Cervello, la giustizia paga
0Due persone che svolgono allo stesso modo lo stesso lavoro dovrebbero prendere lo stesso compenso? Se la risposta che ci viene subito in mente è “sì”, è perché il nostro cervello tiene per l’equità e la giustizia. Le prove fisiologiche di questa affermazione sono le immagini “scattate” tramite risonanza magnetica funzionale (fMri) dai ricercatori del California Institute of Technology (Caltech) in Usa, e del Trinity College di Dublino, in Irlanda, che hanno fotografato il luogo in cui ha sede l’avversione all’iniquità.
Stando a quanto riportato su Nature, il nostro cervello sa bene riconoscere il limite tra giustizia e ingiustizia. Infatti, il circuito cosiddetto “della ricompensa” (in particolare le aree della corteccia prefrontale ventromediana e dello striato ventrale) risponde (accendendosi) in modo molto più intenso quando a vincere dei soldi è una persona che ne ha bisogno che non quando è una persona ricca.

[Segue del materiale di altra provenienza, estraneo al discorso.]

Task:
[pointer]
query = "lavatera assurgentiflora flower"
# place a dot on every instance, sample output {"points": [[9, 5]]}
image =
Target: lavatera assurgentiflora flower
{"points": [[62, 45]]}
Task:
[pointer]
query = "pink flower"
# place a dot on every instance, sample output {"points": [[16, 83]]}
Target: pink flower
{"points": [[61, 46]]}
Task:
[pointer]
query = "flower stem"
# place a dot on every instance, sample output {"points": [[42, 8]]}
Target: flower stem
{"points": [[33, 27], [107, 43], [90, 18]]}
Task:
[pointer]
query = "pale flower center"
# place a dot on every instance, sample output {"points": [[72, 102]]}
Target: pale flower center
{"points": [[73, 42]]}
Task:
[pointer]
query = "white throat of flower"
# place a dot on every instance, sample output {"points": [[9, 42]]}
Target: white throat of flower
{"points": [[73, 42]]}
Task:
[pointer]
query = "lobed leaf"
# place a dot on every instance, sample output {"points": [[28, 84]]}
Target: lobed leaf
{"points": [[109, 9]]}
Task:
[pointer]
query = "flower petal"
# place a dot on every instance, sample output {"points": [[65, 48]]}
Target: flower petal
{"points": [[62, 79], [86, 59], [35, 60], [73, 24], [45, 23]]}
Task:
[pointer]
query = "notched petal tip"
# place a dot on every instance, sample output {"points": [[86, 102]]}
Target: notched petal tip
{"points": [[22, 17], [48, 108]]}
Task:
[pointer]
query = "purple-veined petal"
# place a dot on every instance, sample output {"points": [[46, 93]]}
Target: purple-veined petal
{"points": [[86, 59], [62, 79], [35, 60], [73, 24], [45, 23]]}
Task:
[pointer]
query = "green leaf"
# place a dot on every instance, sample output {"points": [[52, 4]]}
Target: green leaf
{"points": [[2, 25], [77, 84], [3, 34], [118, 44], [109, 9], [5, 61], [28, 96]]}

Il fatto sorprendente è che questo avviene più nel cervello delle stesse persone abbienti che non in quello delle più indigenti.
I ricercatori hanno sottoposto a fMri 40 volontari mentre partecipavano a una sorta di gioco. Ai partecipanti sono stati presentati alcuni scenari in cui, per esempio, a un volontario venivano elargiti 50 dollari e a un altro 5, senza, però, alcuna motivazione che desse ragione della differenza. Prima dell’esperimento, inoltre, alcuni partecipanti - definiti “ricchi” - avevano ricevuto una somma iniziale di 50 dollari, mentre gli altri - definiti “poveri” - non avevano neanche un dollaro nel portafogli.
Le immagini della risonanza hanno mostrato che la condizione di partenza ha influito in modo sostanziale nella reazione ai vari scenari. In particolare, i “poveri” hanno avuto una reazione in generale più forte dei ricchi quando a vincere erano loro stessi e, in genere, nessuna reazione quando a guadagnare erano gli altri. Fin qui niente di inaspettato.
A sorprendere i ricercatori è stato il fatto che i “ricchi” hanno mostrato una reazione più forte alle vincite degli altri che non alle proprie, soprattutto quando a prendere i soldi era chi ne aveva più bisogno. “Ora sappiamo che il circuito della ricompensa non riguarda solo ciò che ci accade in prima persona”, ha commentato John O'Doherty del Caltech, “e che il cervello umano è sensibile anche alle sottili differenze che riguardano i contesti sociali”.
I risultati ottenuti sembrano negare che il cervello cerchi sempre di massimizzare il proprio interesse e che sia ‘self-oriented’. “In realtà è possibile che la reazione dei ricchi sia in parte motivata dall’interesse personale”, scrivono i ricercatori: “Pensiamo che veder vincere gli altri possa ridurre il senso di colpa che può provare chi ha ricevuto i 50 dollari iniziali”. (t.m.)